Dear Colleague Letter: Request for Information on the specific needs for datasets to conduct research on computer and network systems
March 15, 2021
The ubiquity, structure, and use of communication networks and computing systems have changed dramatically over the last decade. The technology trade-offs that have enabled these networks and systems are becoming increasingly more complex with convergence across computer systems (spanning mobile, edge, fog, and cloud computing, etc.), application accelerators, distributed systems, network stacks, wireless systems, and wired network domains, thereby decreasing the efficacy of traditional model-based approaches. As a result, researchers are increasingly relying on machine learning and other data-intensive techniques to lead the development of next-generation, high-performance networks and computer systems. This necessitates the availability of representative datasets that can inform such research. Furthermore, representative datasets will enable the Networking Technology and Systems (NeTS) and Computer Systems Research (CSR) communities to contribute to innovations in Advanced Wireless and Artificial Intelligence, both of which have been identified as strategic priority areas for the Nation.

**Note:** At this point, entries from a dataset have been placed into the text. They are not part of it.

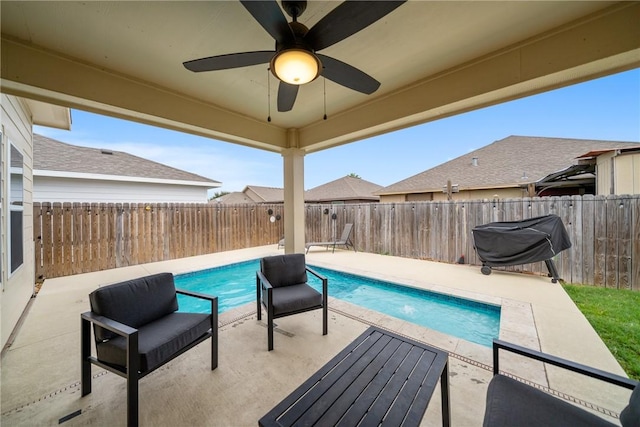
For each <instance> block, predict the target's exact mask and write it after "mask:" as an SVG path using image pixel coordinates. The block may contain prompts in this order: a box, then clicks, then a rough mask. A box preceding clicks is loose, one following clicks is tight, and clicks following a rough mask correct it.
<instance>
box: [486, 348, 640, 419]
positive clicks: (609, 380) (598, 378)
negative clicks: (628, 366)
mask: <svg viewBox="0 0 640 427" xmlns="http://www.w3.org/2000/svg"><path fill="white" fill-rule="evenodd" d="M500 350H504V351H508V352H512V353H515V354H518V355H521V356H525V357H528V358H531V359H534V360H538V361H541V362H544V363H548V364H550V365H554V366H558V367H560V368H564V369H567V370H569V371H572V372H576V373H578V374H582V375H585V376H587V377H590V378H595V379H598V380H601V381H604V382H607V383H609V384H613V385H616V386H620V387H624V388H627V389H631V390H634V389H635V391H634V393H633V394H632V397H631V400H630V404H629V406H628V407H627V409H625V411H628V412H629V414H627V415H628V416H629V418H633V419H634V420H635V423H632V425H638V424H636V423H638V422H640V418H636V417H638V415H637V414H638V410H639V408H638V397H639V395H640V394H639V393H638V389H637V386H638V384H639V383H638V381H635V380H632V379H629V378H626V377H623V376H620V375H616V374H612V373H610V372H606V371H603V370H600V369H596V368H592V367H590V366H586V365H583V364H580V363H576V362H573V361H570V360H567V359H563V358H560V357H557V356H553V355H550V354H547V353H543V352H540V351H537V350H532V349H529V348H526V347H522V346H519V345H516V344H512V343H509V342H506V341H502V340H498V339H494V340H493V374H494V377H493V379H492V380H491V382H490V384H489V390H488V391H487V408H486V411H485V417H484V424H483V425H484V426H485V427H486V426H492V425H509V424H511V425H515V424H518V425H520V426H522V427H524V426H527V425H531V426H534V425H536V424H537V421H536V420H535V419H534V418H528V419H522V418H520V419H518V420H517V421H516V420H514V419H513V418H510V414H511V415H513V412H514V411H515V412H517V416H518V417H521V415H522V413H523V411H518V410H517V409H514V408H516V407H517V405H516V404H514V400H516V399H517V397H519V396H516V395H518V394H521V393H522V395H524V394H527V395H529V397H530V396H532V394H530V393H533V395H535V396H537V398H538V399H537V402H535V403H534V402H532V401H529V402H527V405H528V406H530V408H529V409H527V410H535V411H537V412H543V411H545V410H547V409H549V408H550V407H553V410H554V411H555V412H554V413H555V414H556V417H555V419H553V420H551V421H550V423H555V424H554V425H567V420H568V419H571V417H572V416H574V415H579V416H580V417H582V416H584V417H585V418H586V417H591V418H590V419H588V423H589V424H590V425H599V424H600V423H601V424H604V425H611V424H610V423H608V422H607V421H605V420H604V419H602V418H600V417H597V416H596V415H593V414H591V413H588V411H586V410H583V409H581V408H578V407H576V406H574V405H571V404H569V403H567V402H564V401H563V400H562V399H561V398H559V397H555V396H553V395H550V394H547V393H544V392H542V391H540V390H538V389H536V388H535V387H533V386H531V385H528V384H525V383H523V382H516V380H513V381H514V383H513V386H512V387H511V389H510V394H509V395H497V400H496V401H497V402H499V403H498V406H499V407H501V409H499V410H494V408H493V406H492V405H491V404H490V401H491V402H493V396H492V395H494V394H498V393H499V392H496V391H495V389H494V390H492V383H494V381H497V380H502V379H504V376H503V375H502V374H501V373H500V365H499V351H500ZM500 377H502V378H500ZM558 402H562V403H558ZM565 403H566V405H565ZM630 407H633V408H632V409H630ZM505 408H506V409H505ZM625 411H623V414H621V419H623V418H625V416H624V412H625ZM632 414H633V415H632ZM581 421H582V422H584V420H581ZM571 424H573V423H571ZM623 425H625V424H624V421H623Z"/></svg>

Addressing current and future research areas may require access to specific types of datasets that capture a broad range of practical settings and navigate through a complex set of design trade-offs. Researchers utilizing machine learning and other artificial intelligence techniques may need large, labeled data to use as training and testing sets, to test algorithms and protocols that they have developed, or to assess the viability of their design methodologies. More generally, datasets can motivate research questions or identify areas to target in future work. Equitable access to data is also essential for replicable and reproducible research.
Additionally, identification of the specific dataset needs of the research community may motivate the collection of specific new types of data or the creation of new tools for accessing and analyzing data. Existing or future NSF infrastructure investments, such as the Platforms for Advanced Wireless Research (PAWR), may be important venues for collecting the identified data.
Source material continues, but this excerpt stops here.